Since they began to capture large swathes of southern Somalia, radical Islamists have been undertaking a programme of destroying mosques and the graves of revered religious leaders from the Sufi branch of Islam. The destruction of non-approved religious sites started last year when they began to knock down an old colonial era church in the town of Kismayo.
Most Somalis are Sufi Muslims, who do not share the strict Saudi Arabian-inspired Wahhabi interpretation of Islam with the hardline al-Shabab group. They embrace music, dancing and meditation and are appalled at the desecration of the graves.
But al-Shabab sees things differently. The group's spokesman in the town of Kismayo, Sheikh Hassan Yaquub, told the BBC Somali Service that his movement considered that the memorials were being worshipped and that this was idolatry - banned by Islam.

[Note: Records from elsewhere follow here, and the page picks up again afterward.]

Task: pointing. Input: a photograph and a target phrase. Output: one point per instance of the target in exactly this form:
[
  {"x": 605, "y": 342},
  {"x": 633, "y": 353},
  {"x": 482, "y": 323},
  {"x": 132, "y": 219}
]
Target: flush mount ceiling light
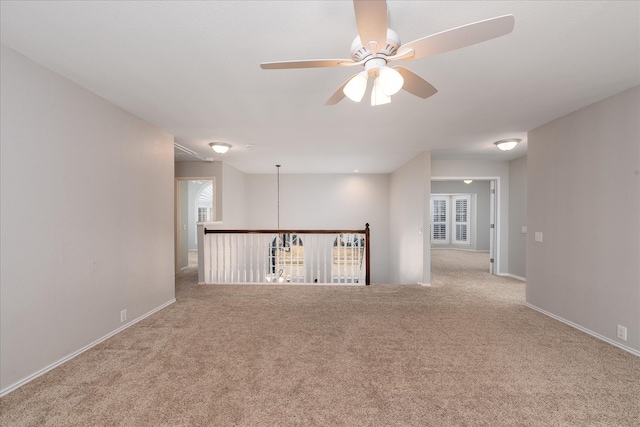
[
  {"x": 507, "y": 144},
  {"x": 220, "y": 147}
]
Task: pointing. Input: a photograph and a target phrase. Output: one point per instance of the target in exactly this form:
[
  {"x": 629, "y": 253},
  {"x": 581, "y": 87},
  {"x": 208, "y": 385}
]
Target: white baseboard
[
  {"x": 82, "y": 350},
  {"x": 585, "y": 330},
  {"x": 513, "y": 276}
]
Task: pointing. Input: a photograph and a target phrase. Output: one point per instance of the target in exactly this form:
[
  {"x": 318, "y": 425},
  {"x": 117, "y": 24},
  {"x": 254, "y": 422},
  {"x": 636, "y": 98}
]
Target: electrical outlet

Grave are being desecrated wherever al-Shabab is in control. But there is evidence that the anger generated by such actions is stirring the usually peaceful Sufis to take up arms and fight back against al-Shabab. The umbrella group Ahlu Sunnah Wal Jama (Sufi Sects in Somalia) has condemned the actions of what they call the ideology of modern Wahhabism and the desecrations of graves. They see Wahhabism as foreign and ultimately un-Islamic.